Comissão no Paquistão avança com projeto de lei para combater casamentos e conversões forçadas de menores
Uma comissão da Assembleia da Província de Punjab, no Paquistão, deu um passo significativo na segunda-feira, 13 de abril, ao aprovar um projeto de lei destinado a fortalecer a proteção de meninas, com foco especial em minorias religiosas, contra o casamento infantil e as conversões forçadas. A proposta, conhecida como Projeto de Lei de Restrição ao Casamento Infantil de Punjab de 2026, agora aguarda a aprovação final da assembleia provincial para entrar em vigor.
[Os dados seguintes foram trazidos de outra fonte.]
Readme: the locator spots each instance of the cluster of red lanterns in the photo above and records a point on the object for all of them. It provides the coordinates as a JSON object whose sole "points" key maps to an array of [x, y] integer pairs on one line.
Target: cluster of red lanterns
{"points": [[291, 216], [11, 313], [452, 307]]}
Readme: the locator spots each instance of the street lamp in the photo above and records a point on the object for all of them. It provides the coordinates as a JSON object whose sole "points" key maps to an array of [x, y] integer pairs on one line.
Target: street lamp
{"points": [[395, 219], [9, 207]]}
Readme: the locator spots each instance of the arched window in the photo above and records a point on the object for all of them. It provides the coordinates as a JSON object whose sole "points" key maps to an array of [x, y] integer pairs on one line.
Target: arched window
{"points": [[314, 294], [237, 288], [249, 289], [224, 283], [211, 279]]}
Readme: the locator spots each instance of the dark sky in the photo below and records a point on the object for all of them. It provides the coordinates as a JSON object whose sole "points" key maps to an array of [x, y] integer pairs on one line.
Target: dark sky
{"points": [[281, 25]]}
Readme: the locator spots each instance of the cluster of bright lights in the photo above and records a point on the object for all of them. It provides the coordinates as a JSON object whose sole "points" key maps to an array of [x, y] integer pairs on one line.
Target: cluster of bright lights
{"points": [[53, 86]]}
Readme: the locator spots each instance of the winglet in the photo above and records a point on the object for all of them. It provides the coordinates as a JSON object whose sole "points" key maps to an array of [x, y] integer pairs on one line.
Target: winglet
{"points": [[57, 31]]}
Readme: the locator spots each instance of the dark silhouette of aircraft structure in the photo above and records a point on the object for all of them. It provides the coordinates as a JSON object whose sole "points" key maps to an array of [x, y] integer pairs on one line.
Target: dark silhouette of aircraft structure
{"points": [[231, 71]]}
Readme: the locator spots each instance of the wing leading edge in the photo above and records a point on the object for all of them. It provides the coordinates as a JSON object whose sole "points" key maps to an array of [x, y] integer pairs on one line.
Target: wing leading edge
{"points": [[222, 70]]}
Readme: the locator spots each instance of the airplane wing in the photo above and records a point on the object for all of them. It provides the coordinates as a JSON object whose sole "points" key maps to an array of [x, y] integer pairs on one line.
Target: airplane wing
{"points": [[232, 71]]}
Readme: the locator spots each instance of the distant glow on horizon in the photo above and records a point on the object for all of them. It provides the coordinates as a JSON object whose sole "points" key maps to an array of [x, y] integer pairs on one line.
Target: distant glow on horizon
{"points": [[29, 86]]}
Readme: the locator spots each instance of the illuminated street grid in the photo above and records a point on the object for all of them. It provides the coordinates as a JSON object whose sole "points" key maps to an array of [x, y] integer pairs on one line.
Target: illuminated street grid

O texto foi analisado pela comissão permanente de governo local e desenvolvimento comunitário e encaminhado para a finalização das normas. Caso seja votado e aprovado pela Assembleia de Punjab, o projeto visa substituir a legislação de 1929, que estabelecia 18 anos para homens e 16 para mulheres. A nova proposta eleva a idade mínima para 18 anos para ambos os sexos.
Membros da comissão discutiram o objetivo da legislação de reduzir o casamento infantil, combater desigualdades de gênero e ampliar a proteção às crianças. Pir Ashraf Rasool, presidente da comissão, e Zulfiqar Shah se opuseram à proposta, argumentando que ela poderia entrar em conflito com as garantias constitucionais de liberdade religiosa. Rasool explicou que, segundo interpretações da jurisprudência islâmica, o casamento pode ocorrer após a puberdade, e defendeu a inclusão de exceções.
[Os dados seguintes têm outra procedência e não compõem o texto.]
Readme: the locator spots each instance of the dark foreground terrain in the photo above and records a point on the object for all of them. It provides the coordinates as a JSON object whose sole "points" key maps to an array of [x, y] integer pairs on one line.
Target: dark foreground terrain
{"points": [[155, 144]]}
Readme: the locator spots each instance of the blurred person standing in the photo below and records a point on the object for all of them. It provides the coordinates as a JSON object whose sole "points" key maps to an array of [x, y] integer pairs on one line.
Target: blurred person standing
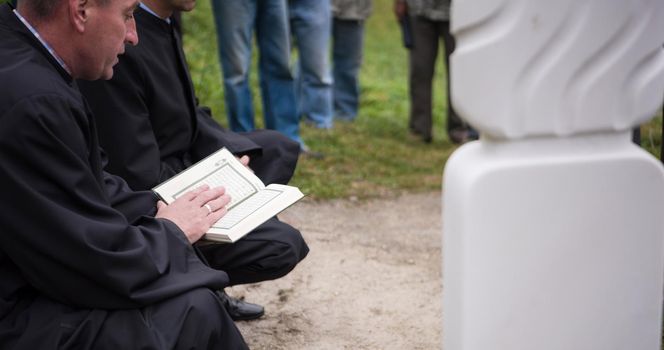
{"points": [[310, 26], [429, 22], [236, 21], [347, 51]]}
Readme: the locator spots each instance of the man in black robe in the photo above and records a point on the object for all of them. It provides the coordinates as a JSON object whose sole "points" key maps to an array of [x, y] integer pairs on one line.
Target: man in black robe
{"points": [[151, 127], [86, 263]]}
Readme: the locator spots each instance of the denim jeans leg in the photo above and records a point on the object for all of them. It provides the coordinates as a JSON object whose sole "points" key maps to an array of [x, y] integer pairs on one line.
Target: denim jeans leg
{"points": [[310, 25], [234, 21], [277, 84], [347, 46]]}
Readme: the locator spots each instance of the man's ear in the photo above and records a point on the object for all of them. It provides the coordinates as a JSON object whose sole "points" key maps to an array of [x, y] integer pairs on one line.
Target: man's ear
{"points": [[78, 13]]}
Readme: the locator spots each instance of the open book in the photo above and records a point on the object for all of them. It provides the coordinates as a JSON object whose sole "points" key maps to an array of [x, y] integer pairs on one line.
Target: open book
{"points": [[252, 203]]}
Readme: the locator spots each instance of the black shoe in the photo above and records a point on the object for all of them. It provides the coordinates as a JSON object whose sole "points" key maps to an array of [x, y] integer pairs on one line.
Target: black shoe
{"points": [[240, 310]]}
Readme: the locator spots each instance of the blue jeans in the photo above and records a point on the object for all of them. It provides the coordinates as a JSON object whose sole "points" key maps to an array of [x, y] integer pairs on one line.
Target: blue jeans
{"points": [[310, 25], [348, 40], [235, 21]]}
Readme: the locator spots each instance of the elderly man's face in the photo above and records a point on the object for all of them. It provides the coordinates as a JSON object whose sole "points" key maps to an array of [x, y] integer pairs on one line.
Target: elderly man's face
{"points": [[108, 29]]}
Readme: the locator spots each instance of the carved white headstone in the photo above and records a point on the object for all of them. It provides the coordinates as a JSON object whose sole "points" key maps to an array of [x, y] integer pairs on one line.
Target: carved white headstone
{"points": [[553, 223]]}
“Pais pobres frequentemente casam suas filhas cedo devido à falta de recursos e preocupações com a segurança delas”
Outros integrantes da comissão rejeitaram a ideia de exceções, alertando que isso poderia comprometer a eficácia da lei e abrir margem para abusos. Rasool indicou que pretende apresentar emendas durante a tramitação do projeto na assembleia.
O projeto classifica o casamento infantil como um crime sem direito a fiança ou acordo. As penas podem chegar a sete anos de prisão e multas de até 1 milhão de rúpias paquistanesas. Registradores de casamento que formalizarem uniões envolvendo menores poderão enfrentar até um ano de prisão e multa. Adultos que se casarem com menores podem ser condenados a dois ou três anos de prisão, além de multa adicional. A coabitação resultante de casamento infantil será tratada como abuso infantil, com penas de cinco a sete anos de reclusão.
A legislação também criminaliza o tráfico de crianças associado ao casamento e responsabiliza pais ou responsáveis por facilitarem essas uniões. Todos os casos serão julgados por Tribunais de Sessão, com um prazo máximo de 90 dias para conclusão, visando agilizar os processos judiciais.
Organizações de direitos humanos há anos defendem o aumento da idade mínima para o casamento de meninas, apontando que a legislação anterior expunha adolescentes, especialmente de minorias cristãs e hindus, a casamentos forçados e abusos. Tentativas anteriores de reforma enfrentaram resistência de líderes religiosos e do Conselho de Ideologia Islâmica. Em abril de 2024, o Tribunal Superior de Lahore declarou inconstitucional a diferença de idade entre homens e mulheres na lei de 1929, determinando sua revisão.